Abstract

Purpose: Hyponatremia is associated with higher morbidity and mortality rates among hospitalized patients. Our study evaluated health care utilization and associated costs of patients hospitalized with a primary diagnosis of hyponatremia. Methods: Hospitalized patients with a primary discharge diagnosis of hyponatremia (aged ≥ 18 years) were identified from the Premier Perspective™ database (January 1, 2007–March 31, 2010) and matched to non-hyponatremic (non-HN) patients using a combination of exact patient characteristic matching and propensity score matching.
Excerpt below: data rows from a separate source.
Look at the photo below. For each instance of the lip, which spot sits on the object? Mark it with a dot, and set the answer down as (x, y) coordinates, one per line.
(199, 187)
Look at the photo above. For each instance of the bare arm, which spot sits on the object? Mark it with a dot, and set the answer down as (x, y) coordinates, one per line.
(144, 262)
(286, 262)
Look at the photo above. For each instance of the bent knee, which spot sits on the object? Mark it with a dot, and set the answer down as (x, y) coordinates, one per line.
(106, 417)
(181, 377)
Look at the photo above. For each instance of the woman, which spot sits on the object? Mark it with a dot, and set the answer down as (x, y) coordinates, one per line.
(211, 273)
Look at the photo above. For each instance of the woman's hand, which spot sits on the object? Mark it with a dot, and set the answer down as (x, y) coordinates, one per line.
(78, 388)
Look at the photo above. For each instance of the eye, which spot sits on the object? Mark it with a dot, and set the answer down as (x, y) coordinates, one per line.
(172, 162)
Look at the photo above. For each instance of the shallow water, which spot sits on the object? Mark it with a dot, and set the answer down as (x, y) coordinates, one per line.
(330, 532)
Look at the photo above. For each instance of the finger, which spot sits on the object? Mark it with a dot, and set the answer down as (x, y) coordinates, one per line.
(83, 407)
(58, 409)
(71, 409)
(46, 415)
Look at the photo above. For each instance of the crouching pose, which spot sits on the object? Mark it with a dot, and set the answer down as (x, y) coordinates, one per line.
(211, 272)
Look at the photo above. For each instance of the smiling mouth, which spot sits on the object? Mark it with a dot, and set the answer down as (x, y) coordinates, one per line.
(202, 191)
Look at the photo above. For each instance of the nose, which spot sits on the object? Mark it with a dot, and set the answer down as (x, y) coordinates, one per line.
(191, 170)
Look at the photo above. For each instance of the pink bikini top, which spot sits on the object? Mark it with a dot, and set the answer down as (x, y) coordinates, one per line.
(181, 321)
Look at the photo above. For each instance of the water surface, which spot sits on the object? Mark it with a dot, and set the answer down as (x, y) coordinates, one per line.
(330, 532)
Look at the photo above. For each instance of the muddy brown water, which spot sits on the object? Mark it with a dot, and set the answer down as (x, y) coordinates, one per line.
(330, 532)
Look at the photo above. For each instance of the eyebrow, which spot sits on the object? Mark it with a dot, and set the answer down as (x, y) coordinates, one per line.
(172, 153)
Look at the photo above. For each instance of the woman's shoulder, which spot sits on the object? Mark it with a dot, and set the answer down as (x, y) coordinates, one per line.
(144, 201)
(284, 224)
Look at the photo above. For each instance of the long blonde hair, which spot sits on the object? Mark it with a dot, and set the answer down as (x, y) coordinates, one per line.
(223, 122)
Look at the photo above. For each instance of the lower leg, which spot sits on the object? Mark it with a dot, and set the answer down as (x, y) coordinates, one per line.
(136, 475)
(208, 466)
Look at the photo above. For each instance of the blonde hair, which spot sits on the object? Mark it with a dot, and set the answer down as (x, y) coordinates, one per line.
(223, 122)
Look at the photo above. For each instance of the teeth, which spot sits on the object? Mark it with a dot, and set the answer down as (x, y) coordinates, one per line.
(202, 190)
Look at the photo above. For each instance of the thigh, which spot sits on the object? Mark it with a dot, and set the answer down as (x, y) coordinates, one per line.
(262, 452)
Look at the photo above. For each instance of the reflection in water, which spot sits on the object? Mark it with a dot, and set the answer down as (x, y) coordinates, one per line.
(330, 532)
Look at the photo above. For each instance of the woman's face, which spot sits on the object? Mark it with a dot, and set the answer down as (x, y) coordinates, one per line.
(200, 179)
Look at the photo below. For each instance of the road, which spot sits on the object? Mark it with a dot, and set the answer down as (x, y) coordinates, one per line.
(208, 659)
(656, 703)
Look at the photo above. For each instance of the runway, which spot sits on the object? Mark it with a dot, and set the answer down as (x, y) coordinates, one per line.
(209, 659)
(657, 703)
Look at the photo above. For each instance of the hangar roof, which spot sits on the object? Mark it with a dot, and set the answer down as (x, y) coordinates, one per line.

Univariate and multivariate statistics were used to compare hospital resource usage, costs, and 30-day readmission rates between cohorts. Results: Hospital length of stay (LOS) (± standard deviation) (3.78 ± 3.19 vs 3.54 ± 3.26 days; P < 0.001) and cost ($5396 ± $6500 vs $4979 ± $6152; P < 0.001 for the hyponatremic [HN] and non-HN patient cohorts, respectively) were greater for the HN cohort, but intensive care unit (ICU) costs ($3554 ± $6463 vs $3484 ± $8510; P = 0.828) and ICU LOS (2.37 ± 3.47 vs 2.52 ± 3.87; P = 0.345) did not differ between cohorts. The ICU admission rate (7.9% vs 4.4%; P < 0.001), as well as the 30-day readmission rate (12.1% vs 2.9%; P < 0.001) were greater for the HN cohort. After adjustment for key patient characteristics, hyponatremia was associated with a 7.6%) increase in hospital LOS, an 8.9%) increase in hospital costs, and a 9% increase in ICU costs. Hyponatremia was associated with an increased risk of ICU admission (odds ratio, 1.89, confidence limits, 1.72, 2.07; P < 0.001) and 30-day hospital readmission for hyponatremia (odds ratio, 4.76; confidence limits, 4.31, 5.26; P < 0.001). Conclusion: Compared with non-HN patients, patients with a primary diagnosis of hyponatremia use a greater amount of hospital resources and represent a challenge to hospital profitability due to the increased likelihood of 30-day readmission.